The first quarter of the year is the biggest season for many clubs as New Year's resolution-makers try to make good, and Bally isn't the only club -- only perhaps one of the biggest -- to try to take advantage of it via the boob tube.

The ad campaign for Bally (NYSE: BFT) will unveil this week and is titled "The Beautiful Pain," which the company says "leverages humor, humanity and physical results, capturing the passionate feelings only offered by the Bally experience." Debuting will be two 30-second spots, titled "Stories" and "Crosswalk," which were developed by Foote, Cone & Belding, Chicago.

SNEWS View: Bally likely hopes that this campaign, its potential to attract more members or even customers for Bally products, and the inevitable January rush will shift attention from Bally's rather sudden management changes, dropping stock prices as a result, and possible sale, while also pumping up revenues and profits. With Hillman suddenly "retiring" per a Dec. 11 announcement and Paul Toback stepping in as CEO, stock prices took a dive, falling nearly 20 percent in 24 hours. They still haven't totally recovered as of Dec. 23, hovering close to 7.00 from a close the day before the announcement of 8.51.

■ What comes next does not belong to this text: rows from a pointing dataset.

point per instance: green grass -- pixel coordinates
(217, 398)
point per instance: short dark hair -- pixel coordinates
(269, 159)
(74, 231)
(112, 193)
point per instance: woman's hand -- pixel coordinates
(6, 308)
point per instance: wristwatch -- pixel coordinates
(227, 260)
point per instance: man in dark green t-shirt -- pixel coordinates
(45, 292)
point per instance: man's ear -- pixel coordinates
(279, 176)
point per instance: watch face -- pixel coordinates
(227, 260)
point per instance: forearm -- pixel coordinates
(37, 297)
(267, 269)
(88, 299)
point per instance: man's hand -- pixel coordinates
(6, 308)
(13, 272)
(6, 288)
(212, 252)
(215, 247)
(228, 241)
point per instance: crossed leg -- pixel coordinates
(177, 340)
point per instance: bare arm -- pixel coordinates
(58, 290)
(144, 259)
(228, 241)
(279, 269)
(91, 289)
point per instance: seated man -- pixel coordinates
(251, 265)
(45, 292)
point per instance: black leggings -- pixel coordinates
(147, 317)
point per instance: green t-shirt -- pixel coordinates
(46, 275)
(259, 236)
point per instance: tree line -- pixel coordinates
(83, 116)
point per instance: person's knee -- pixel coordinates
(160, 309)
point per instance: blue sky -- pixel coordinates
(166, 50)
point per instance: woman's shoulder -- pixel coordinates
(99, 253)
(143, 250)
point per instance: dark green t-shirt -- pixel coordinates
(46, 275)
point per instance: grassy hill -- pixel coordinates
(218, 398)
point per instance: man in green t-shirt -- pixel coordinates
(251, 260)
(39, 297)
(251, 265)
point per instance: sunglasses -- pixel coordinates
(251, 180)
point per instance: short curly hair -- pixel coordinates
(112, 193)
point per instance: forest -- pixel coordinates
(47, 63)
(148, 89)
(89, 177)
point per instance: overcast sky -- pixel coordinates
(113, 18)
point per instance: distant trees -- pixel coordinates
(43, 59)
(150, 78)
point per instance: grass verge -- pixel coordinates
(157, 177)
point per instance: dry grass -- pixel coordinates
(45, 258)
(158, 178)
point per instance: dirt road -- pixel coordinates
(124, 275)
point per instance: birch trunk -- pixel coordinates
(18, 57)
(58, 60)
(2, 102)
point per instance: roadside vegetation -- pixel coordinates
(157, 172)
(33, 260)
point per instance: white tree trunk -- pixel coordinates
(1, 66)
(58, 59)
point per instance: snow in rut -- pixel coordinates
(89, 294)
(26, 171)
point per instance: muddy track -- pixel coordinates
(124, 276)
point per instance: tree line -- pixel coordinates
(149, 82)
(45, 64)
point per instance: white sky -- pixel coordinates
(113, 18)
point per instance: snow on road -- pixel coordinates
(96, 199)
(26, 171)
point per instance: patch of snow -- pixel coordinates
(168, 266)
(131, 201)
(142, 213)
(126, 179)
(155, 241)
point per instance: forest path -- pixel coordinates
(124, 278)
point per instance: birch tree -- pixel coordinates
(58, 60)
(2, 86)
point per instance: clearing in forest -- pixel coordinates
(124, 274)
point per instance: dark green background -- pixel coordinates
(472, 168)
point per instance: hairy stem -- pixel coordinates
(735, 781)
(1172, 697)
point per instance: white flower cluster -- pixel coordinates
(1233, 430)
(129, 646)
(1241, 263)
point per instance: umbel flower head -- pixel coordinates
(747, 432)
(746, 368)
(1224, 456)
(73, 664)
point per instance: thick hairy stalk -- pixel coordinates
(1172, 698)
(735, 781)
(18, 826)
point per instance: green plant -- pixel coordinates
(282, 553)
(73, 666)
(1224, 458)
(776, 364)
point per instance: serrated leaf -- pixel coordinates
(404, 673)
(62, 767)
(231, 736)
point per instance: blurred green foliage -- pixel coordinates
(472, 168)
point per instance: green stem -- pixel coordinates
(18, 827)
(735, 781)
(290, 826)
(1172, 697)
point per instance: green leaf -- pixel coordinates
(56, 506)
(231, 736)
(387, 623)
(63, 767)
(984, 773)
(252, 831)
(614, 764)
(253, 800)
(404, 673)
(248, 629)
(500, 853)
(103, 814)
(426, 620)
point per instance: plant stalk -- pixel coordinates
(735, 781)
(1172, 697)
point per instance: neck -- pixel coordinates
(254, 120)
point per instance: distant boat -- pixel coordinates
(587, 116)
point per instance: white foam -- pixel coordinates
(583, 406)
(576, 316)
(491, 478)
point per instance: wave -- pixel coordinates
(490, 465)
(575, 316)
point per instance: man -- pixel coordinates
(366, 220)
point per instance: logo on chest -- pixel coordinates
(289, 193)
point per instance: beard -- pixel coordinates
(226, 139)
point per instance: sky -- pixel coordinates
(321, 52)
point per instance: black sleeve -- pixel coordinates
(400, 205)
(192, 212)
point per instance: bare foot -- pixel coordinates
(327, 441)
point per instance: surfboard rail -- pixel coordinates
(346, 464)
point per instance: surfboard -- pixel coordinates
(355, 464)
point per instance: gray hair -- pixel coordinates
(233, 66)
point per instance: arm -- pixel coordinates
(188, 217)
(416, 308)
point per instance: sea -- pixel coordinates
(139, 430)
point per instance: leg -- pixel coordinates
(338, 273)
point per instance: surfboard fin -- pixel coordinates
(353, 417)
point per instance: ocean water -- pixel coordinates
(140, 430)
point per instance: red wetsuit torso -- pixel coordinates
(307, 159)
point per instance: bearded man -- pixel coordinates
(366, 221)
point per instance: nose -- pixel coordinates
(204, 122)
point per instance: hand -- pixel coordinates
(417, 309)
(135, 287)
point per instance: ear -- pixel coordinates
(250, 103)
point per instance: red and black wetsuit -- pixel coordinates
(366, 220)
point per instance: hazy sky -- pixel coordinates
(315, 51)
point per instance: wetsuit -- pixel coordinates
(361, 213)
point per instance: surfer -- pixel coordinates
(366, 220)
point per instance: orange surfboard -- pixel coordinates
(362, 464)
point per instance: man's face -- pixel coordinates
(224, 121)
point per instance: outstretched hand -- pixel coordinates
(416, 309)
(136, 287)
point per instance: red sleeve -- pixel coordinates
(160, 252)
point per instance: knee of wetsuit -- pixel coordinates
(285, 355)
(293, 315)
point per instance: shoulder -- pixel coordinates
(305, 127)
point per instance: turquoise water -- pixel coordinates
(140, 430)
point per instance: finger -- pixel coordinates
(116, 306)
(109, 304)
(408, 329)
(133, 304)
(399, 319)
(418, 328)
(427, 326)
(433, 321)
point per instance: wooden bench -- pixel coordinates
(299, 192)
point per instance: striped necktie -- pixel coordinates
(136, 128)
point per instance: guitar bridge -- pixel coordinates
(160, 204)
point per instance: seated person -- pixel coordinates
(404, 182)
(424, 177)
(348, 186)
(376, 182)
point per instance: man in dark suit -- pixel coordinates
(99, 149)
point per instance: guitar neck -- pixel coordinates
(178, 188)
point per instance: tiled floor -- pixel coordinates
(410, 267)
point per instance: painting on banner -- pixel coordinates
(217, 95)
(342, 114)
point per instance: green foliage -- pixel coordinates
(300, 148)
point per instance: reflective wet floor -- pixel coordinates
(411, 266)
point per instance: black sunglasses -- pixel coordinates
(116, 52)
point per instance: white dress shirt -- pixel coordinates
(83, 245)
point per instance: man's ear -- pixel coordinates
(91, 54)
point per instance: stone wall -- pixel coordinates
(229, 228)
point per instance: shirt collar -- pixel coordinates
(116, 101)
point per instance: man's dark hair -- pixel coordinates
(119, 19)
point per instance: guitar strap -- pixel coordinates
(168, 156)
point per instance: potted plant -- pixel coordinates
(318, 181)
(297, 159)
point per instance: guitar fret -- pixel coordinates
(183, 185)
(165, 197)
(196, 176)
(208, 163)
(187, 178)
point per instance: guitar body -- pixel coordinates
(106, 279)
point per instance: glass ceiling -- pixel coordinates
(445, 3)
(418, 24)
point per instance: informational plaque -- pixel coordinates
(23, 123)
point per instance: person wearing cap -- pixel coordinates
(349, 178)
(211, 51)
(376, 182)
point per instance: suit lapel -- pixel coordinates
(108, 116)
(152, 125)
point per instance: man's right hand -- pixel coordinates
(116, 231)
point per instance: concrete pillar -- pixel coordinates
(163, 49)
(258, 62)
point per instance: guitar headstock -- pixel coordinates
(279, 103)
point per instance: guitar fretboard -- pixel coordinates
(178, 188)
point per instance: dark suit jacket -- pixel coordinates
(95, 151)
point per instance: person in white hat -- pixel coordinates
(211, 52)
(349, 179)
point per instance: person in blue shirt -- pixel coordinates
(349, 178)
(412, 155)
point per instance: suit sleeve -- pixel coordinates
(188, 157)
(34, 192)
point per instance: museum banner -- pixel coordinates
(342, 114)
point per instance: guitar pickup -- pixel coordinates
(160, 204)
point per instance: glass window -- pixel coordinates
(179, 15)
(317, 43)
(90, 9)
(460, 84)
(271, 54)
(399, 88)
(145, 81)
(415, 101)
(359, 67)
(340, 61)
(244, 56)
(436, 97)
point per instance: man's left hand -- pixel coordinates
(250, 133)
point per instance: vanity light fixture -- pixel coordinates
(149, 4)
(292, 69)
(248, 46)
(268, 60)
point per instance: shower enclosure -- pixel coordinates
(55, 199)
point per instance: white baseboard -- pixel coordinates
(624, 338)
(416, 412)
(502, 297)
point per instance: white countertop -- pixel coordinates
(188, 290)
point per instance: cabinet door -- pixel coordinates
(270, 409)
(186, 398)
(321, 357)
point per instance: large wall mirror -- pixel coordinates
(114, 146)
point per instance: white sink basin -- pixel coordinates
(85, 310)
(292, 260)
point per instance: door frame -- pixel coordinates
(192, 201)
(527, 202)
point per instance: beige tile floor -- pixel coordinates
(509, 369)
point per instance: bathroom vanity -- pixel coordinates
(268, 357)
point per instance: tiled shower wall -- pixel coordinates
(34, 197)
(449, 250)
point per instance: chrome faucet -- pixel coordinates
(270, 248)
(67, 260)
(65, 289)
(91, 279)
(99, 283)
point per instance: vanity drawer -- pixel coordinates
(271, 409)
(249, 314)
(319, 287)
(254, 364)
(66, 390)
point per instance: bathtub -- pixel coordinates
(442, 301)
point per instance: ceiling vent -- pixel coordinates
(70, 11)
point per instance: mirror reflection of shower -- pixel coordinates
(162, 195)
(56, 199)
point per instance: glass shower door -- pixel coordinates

Hillman, 47, had been brought aboard in late 1996 to "turnaround" the ailing and aged chain. And that he did, master-minding a metamorphosis based on aggressive retail, product, programs, e-commerce, and branding strategies, as well as upgraded memberships, renovated clubs and strategic alliances with major corporations. In 1996, operating revenues were $639.2 million, which jumped 15 percent in the following two years to 1998's $742.5 million. Not as if Toback, 39, is a stranger to Bally, having been involved as chief operating officer in many of the company's recent initiatives. Hillman didn't offer personal quotes or insights when he left, leaving the company stating that universal and eyebrow-raising comment that he left "to pursue new challenges and interests" and to spend more time with his family. Now who really believes that one? One problem after the initial boost at Bally was its recent downturn in stock prices, dropping from a 52-week high on April 16 of 24.10. And in its third quarter this year, Bally's profit fell 73 percent to $7.2 million. Toback has been quoted as saying that any changes will be "more evolutionary than revolutionary," whatever that means. It sounds to us as if he has been pushed ahead as another turnaround mastermind who may also find himself "retiring" -- perhaps when the rumored sale actually happens.